Lugging your laptop onto public transport could be made easier by new metallic shape-changing structures that offer the potential for roll-up laptops and keyboards.
Dr Keith Seffen of the Department of Engineering at the University of Cambridge, UK, and his team have developed structures that can be configured into at least two different and stable forms without the need for additional parts, such as hinges or locks, or sophisticated manufacturing.
Seffen says, ‘There is an absence of fundamental practical solutions that demonstrate morphing capabilities. Morphing structures are a hotbed of research within the lightweight (mainly aerospace) structures community, especially in the USA. The aim is to impart extra functionality without additional parts and complexity.’
He adds, ‘A morphing aircraft wing could have radically different aerodynamic profiles. Current "swing-wing" aircrafts rely on a large hinge to provide this function, but it is heavy and intrusive.’

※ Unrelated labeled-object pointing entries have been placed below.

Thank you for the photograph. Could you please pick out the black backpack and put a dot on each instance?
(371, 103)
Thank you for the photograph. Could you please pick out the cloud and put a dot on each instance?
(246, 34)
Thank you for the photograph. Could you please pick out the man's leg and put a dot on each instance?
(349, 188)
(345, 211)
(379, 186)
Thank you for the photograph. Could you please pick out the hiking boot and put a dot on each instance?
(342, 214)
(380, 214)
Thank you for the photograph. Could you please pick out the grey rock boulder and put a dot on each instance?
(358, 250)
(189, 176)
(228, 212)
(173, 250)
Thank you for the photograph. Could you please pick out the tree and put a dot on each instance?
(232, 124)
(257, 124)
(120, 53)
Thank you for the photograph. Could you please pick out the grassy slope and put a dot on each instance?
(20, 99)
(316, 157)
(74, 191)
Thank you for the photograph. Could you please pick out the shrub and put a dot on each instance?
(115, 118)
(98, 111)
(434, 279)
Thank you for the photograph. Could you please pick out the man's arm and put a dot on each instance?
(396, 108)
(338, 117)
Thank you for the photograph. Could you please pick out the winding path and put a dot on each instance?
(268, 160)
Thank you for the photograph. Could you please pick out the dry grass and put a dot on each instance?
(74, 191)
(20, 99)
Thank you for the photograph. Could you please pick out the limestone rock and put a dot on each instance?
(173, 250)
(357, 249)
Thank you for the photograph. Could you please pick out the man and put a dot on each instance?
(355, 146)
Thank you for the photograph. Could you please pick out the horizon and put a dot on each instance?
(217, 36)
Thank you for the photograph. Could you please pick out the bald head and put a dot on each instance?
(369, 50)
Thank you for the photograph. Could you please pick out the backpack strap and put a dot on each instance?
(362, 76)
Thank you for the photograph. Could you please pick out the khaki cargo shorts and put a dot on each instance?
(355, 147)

The new shape-changing process is based on a flat sheet of beryllium copper alloy. Stress within it is manipulated using forming tools to bend, coil or twist the material. Seffen explains, ‘Global changes in shape produce stresses, which in turn affect localised changes that mitigate stresses – there is a hardening-softening response in the elastic behaviour during deformation. ‘For example, bend an ordinary tape measure. It is stiff until it snaps elastically, thereafter, bending of the localised crease that forms is a much softer response, which can incur large changes in shape and the tape can be coiled up. Our structures exhibit the same features except our softening phase is unstable and there exists a further hardening response – this allows a secondary equilibrium position to be obtained. But we have also created tri-stable structures, which produce this behaviour over again giving way to a third shape.’
Theoretically any metal sheet could be used, provided it can withstand these large strains. The prototypes have been tested several hundred times and there has been no affect on the structural integrity of the material, due to its resilience to the morphing process which is entirely elastic and below yield stress.
‘Our forming process creates a profiled structure from the flat sheet that is approximately 100 times stiffer than the sheet itself,’ adds Seffen.
The next step is to mechanise the manufacturing process and develop more sophisticated modelling and finite element analysis. The team at Cambridge is currently seeking commercial partners for future development, including electronics companies for applying the material as a substrate in thin electronic displays. This could create a laptop screen that can be deployed flat and stiff for reading, but snaps back into a compact tube for transportation.
As the products would produced from one sheet of metal, Seffen suggests they may be quicker and cheaper to manufacture, and lighter to handle than existing devices.
Other potential applications include reconfigurable packaging and temporary shelters that may be transported compactly and snapped into position on site.